This paragraph over at Ardwulf's lair really got me thinking:
It’s funny that we hear so many complaints from the MMO pundit class (of which I myself am a member,) to the effect that almost all MMOs are basically the same, and then when titles which are different are pointed out, they’re dismissed for putative ‘barriers’ set up against fun. D&D Online and EVE Online are two examples of this – both titles varying from a much inveighed-against paradigm, and both criticized for not matching expectations.
I think he really hit the nail on the head. What big budget MMOs have come along recently that were well and truly innovative? I would argue that AoC, EVE, DDO, MxO, Tabula Rasa, and City of Heroes all contained at least some major innovations. And all but two of those MMOs fell flat on their faces in the marketplace soon after launch. In many cases the very factors that set them apart are the features that many players complained about (e.g., the "link system" combat in MxO, the boggling complexity of EVE, or the heavy use of instancing and reliance on teamwork to progress in DDO). The main reason that MMOs are so rarely innovative is that publishers believe that there is little market for experimental MMO designs. And based on the behavior of most MMO gamers I'd be forced to conclude that they are right.
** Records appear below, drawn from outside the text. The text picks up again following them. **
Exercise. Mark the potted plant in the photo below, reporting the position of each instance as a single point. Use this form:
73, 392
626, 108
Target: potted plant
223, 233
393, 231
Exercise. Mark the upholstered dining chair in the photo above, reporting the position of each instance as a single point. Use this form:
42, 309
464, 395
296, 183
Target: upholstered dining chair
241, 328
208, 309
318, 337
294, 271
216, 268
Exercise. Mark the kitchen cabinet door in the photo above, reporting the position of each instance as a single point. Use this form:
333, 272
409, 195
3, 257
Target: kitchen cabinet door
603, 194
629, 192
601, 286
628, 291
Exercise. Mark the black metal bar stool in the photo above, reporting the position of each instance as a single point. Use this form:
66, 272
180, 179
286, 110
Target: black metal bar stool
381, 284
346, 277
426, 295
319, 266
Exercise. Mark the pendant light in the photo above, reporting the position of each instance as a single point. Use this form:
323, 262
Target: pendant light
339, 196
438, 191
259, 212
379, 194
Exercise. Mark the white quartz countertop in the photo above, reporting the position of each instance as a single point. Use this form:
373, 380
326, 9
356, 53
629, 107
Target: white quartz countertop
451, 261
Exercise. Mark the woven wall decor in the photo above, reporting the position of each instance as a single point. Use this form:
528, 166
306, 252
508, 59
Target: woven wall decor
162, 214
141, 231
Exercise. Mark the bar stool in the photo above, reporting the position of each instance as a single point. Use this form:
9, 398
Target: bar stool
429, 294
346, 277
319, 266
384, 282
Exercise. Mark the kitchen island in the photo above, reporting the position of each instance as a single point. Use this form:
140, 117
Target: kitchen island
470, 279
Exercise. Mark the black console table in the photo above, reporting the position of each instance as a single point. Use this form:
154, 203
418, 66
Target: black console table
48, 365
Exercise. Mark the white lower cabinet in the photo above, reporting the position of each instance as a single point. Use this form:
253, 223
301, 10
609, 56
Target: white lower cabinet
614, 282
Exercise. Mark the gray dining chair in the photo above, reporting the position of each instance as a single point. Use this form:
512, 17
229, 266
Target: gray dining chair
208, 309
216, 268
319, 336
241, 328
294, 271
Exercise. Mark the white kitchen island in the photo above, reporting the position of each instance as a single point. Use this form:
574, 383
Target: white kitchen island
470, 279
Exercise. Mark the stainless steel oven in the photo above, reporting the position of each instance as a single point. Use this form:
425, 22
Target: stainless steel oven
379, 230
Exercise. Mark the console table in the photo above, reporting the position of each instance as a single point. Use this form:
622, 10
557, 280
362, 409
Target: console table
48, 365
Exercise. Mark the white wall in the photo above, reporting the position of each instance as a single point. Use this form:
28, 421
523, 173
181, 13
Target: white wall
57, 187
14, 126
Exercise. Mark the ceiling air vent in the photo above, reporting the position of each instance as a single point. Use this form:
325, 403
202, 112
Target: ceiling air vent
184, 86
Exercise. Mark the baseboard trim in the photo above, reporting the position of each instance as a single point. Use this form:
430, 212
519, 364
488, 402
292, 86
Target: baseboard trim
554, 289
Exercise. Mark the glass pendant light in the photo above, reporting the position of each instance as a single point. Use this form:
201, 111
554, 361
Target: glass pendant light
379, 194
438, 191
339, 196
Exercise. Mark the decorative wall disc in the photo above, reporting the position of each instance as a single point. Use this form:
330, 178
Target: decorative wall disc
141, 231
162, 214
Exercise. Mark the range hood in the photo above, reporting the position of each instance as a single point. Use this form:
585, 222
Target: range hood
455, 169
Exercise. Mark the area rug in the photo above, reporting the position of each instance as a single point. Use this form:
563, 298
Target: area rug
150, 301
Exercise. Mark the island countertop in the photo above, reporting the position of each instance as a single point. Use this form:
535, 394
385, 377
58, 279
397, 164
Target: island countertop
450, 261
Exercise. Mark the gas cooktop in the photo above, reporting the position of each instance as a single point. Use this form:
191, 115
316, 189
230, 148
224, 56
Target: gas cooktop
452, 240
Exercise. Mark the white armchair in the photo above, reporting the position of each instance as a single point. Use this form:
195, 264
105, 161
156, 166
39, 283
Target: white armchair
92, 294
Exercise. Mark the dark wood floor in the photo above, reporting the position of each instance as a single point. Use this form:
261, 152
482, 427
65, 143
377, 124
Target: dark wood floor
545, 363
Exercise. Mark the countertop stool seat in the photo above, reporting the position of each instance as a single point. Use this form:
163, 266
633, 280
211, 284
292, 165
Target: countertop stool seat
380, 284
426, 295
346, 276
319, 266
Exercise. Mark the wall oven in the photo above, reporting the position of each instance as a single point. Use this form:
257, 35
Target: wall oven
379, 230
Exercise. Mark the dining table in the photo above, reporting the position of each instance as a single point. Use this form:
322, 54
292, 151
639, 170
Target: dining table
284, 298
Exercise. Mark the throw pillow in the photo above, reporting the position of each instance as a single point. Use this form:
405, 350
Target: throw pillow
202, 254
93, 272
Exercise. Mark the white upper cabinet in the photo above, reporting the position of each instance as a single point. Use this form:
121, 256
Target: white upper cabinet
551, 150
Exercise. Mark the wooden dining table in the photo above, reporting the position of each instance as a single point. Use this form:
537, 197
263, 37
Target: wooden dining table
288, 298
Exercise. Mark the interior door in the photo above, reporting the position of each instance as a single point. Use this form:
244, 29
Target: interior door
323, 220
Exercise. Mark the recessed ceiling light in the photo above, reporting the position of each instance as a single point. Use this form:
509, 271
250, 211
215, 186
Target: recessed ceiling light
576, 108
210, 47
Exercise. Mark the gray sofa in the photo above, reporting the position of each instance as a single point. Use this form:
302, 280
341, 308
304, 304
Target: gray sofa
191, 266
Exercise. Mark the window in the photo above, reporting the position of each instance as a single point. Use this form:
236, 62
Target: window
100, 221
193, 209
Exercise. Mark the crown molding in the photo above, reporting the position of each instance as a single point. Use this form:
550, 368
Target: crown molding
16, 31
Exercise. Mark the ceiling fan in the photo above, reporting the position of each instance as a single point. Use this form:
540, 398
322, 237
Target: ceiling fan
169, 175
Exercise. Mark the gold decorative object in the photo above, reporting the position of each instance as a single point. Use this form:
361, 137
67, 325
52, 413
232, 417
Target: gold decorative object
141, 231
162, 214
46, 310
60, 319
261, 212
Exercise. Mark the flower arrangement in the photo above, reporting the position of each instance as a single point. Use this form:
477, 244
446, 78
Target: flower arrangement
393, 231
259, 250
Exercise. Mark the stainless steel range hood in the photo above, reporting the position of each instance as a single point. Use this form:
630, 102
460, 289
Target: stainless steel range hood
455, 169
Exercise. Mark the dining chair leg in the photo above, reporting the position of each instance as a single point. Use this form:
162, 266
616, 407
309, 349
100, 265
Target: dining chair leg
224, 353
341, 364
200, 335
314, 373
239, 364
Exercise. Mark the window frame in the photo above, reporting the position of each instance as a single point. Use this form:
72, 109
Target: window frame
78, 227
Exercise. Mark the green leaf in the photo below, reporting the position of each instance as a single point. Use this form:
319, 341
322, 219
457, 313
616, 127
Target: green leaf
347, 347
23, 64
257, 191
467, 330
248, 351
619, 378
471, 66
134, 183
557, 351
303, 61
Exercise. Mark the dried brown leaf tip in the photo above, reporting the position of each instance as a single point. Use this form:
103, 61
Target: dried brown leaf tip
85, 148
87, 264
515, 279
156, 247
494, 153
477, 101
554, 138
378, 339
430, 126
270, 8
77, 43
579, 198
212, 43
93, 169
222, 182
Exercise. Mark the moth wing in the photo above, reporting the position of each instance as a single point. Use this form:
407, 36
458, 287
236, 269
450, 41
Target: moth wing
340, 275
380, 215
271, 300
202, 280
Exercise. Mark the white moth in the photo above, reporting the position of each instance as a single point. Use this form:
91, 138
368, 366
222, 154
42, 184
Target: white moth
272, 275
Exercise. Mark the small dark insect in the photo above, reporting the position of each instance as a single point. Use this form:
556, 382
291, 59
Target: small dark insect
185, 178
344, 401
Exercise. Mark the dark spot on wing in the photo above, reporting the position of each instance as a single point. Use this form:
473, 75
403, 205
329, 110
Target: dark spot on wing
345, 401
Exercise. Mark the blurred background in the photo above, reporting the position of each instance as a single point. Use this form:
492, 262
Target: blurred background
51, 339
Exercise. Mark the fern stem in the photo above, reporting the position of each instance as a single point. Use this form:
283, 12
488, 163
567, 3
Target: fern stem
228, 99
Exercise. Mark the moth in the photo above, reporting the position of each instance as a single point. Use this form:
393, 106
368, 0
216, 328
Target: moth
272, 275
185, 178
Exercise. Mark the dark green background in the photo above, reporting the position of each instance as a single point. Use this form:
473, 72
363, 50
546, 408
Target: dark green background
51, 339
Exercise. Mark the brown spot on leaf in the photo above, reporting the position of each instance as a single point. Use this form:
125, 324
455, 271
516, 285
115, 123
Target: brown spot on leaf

What I find even more frustrating is that there are a ton of games that really push the MMO design envelope, and that get almost completely ignored. Many of the commentators whining about a "lack of innovation" in MMOs have likely never even tried one. Below is a rundown of some of the ones I'm aware of (and I'll happily add in more). I will allow that many of these games stray so far from the design of a standard MMO that it's debatable whether they should even be considered MMOs. However, all of them are online multiplayer games that have the ability to support hundreds of simultaneous users.
If you are currently playing Everquest, Everquest II, World of Warcraft, Warhammer Online, or Lord of the Rings Online and aren't willing to try at least one or two of the following MMOs, you are part of the reason why big budget MMOs aren't generally innovative. You are therefore a giant hypocrite if you complain about it.
A Tale in the Desert: there is no combat. Players collaborate to "build a society." Myrmecology, raising ants, was recently added as a core system (no, really!).
Endless Forest: a social MMO where you are a deer. You can communicate with other deer only via sounds and body language.
Arden: the World of Willian Shakespeare: an MMO designed to teach you about the works of Shakespeare. Requires Never Winter Nights to play (designed with the NWN modding tools). Development was stopped because testers deemed it "not at all fun." But an interesting experiment nonetheless.
Wizard 101: it gets a lot of flack for being a semi FtP tween focused MMO. However the card based combat is like nothing I've seen in any other MMO, it has one of the better housing systems I've seen in an MMO, and the idea that you earn health/ mana potion refills by playing arcade and puzzle games is downright bizarre.
Cities XL: an upcoming MMO where you build cities. Entering closed beta in a few days, one to keep an eye on.
Puzzle Pirates: sword fights, crafting, ship to ship combat, and other systems are all resolved by playing puzzle mini games. Interesting "grouping" / social mechanics that many MMO designers would do well to examine.
Sports MMOs: there are way too many to list. The one I've spend some time in is Shot Online, which is based on golf. You play golf games with other players to gain levels and improve stats that affect things such as your accuracy or how far you can hit a ball. However, it's sufficiently skill based that a level one newbie can beat a vet if they are a better player. Others off the top of my head include Fantasy Tennis and Project Torque. You couldn't get any further from a swords and sorcery Diku MUD MMO than these games.
MANGBAND: a multiplayer version of Angband (a Tolkien themed rogulike). Rarely has more than three or four players on, but I've found the (minuscule) community to be quite friendly. The hard mode server is also the only perma-death MMO that I am aware of.
Planetside: the original, and currently only, MMO FPS. Still alive and kicking.
Asheron's Call: an older MMO that I personally have never gotten around to trying. However it still does a lot of things that few other MMOs have attempted, including ongoing updates that continually alter the world and push forward the game's narrative. This game is nearly as old as Everquest, and still more innovative than 95% of the MMOs on the market.
Those are all off the top of my head, I'm certain there are more that could go on that list. I didn't even get in to Diku MUD style MMOs that explore non fantasy settings, of which there are an increasing number. Innovative MMOs are out there. If you really want to see publishers take more risks with experimental MMO designs, seek these games out and at least try them.